Jerome H. Powell, a member of the Board of Governors of the Federal Reserve System, called recent legislative proposals to dilute its autonomy "misguided" during a speech at Catholic University's Columbus School of Law on Feb. 9th. Invited by Dean and Knights of Columbus Professor of Law Daniel F. Attridge to speak as part of the law school's longstanding Brendan Brown Lecture Series, Powell's remarks, "Audit the Fed and Other Proposals" (view on law school video channel) offered a vigorous defense of its actions in response to the steep national recession that began in 2008. "Evidence as of today is very strong that the Fed's actions generally succeeded and are a major reason why the U.S. economy is now outperforming those of other advanced nations," Powell said. "In fact, the Fed's actions were effective, necessary, appropriate, and very much in keeping with the traditional role of the Fed and other central banks." Governor Powell, (whose grandfather, James H. Hayden earned his doctorate of law from Catholic University and later served as dean of the law school from 1941-54) took specific aim at three legislative proposals which, if enacted, would limit the central bank's authority and flexibility to respond to financial crisis in the future.

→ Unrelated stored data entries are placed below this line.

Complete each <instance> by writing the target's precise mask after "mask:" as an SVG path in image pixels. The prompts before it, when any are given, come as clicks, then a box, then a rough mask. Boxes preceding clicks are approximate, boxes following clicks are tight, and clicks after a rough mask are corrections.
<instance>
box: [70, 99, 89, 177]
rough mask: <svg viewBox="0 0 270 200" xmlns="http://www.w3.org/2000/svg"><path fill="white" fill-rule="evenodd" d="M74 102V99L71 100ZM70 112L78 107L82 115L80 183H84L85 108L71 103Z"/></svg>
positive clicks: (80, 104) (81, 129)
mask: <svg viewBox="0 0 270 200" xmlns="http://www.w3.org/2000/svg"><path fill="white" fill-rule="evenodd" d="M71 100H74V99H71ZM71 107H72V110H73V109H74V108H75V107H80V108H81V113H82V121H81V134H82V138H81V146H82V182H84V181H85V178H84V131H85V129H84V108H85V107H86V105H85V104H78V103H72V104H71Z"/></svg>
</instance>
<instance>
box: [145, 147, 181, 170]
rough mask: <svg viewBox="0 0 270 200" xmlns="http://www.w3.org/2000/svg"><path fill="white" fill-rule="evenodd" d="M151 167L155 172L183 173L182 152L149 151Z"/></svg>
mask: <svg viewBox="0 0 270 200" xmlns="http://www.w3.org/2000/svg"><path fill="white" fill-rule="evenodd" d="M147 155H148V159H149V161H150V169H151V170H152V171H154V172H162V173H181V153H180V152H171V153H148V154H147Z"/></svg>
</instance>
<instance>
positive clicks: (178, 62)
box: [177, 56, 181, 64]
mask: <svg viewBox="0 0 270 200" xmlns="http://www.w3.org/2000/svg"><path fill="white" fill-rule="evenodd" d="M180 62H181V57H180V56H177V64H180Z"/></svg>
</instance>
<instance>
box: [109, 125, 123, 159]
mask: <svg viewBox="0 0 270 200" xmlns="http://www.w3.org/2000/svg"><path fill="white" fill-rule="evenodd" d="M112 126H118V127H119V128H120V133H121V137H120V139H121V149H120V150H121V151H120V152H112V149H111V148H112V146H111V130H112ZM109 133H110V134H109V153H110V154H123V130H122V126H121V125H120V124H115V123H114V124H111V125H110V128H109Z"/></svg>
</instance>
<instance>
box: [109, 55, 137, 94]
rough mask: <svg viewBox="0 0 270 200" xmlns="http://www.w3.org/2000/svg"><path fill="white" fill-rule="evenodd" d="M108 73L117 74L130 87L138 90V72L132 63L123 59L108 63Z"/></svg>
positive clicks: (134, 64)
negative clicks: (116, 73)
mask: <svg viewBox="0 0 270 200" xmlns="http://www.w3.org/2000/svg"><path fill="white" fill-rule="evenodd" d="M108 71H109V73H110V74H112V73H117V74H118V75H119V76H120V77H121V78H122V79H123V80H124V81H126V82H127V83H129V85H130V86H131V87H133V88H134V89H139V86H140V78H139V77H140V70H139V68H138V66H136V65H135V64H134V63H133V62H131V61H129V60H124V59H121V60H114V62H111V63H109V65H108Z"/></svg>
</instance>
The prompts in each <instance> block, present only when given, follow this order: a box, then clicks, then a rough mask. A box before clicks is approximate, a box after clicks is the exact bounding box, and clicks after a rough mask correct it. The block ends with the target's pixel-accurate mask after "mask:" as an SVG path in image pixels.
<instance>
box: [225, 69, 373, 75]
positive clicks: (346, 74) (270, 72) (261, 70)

One idea, "Audit the Fed," would subject the Federal Reserve's conduct of monetary policy to unlimited congressional policy audits. A second proposal would require the Fed to follow a specific equation in setting monetary policy, while a third would impose new limits on its powers to provide liquidity during a financial crisis. Among other objections, Powell said "These proposals are based on the assertion that the Federal Reserve operates in secrecy and was not accountable for its actions during the crisis, a perspective that is in violent conflict with the facts." He directly refuted other common assertions made by critics, such as the notion that the Fed's liquidity policy as expressed through its lending amounted to throwing money at problems. "Every single loan we made was repaid in full, on time, with interest," Powell stated. He concluded by saying, "Congressional oversight of the Federal Reserve, including its conduct of monetary policy, is extensive, but no doubt could be improved in ways that do not threaten the Fed's effectiveness."
His opinions were his own, not an official statement from the Federal Reserve. Powell's remarks were the first time a member of the Board of Governors has publicly addressed the legislative proposals that could affect the central bank and his lecture drew strong media interest, from Bloomberg News and The Wall St. Journal, among others. After his prepared remarks, Powell took questions from the audience, which ranged from fairly technical matters to the simple query, "What does the Fed do?" He also attended a post-lecture reception. Named in honor of the sixth dean of the Columbus School of Law, The Brendan F. Brown lecture series seeks to provide the law school community with an opportunity to participate in an exchange of views on a variety of topics within both a formal and informal context.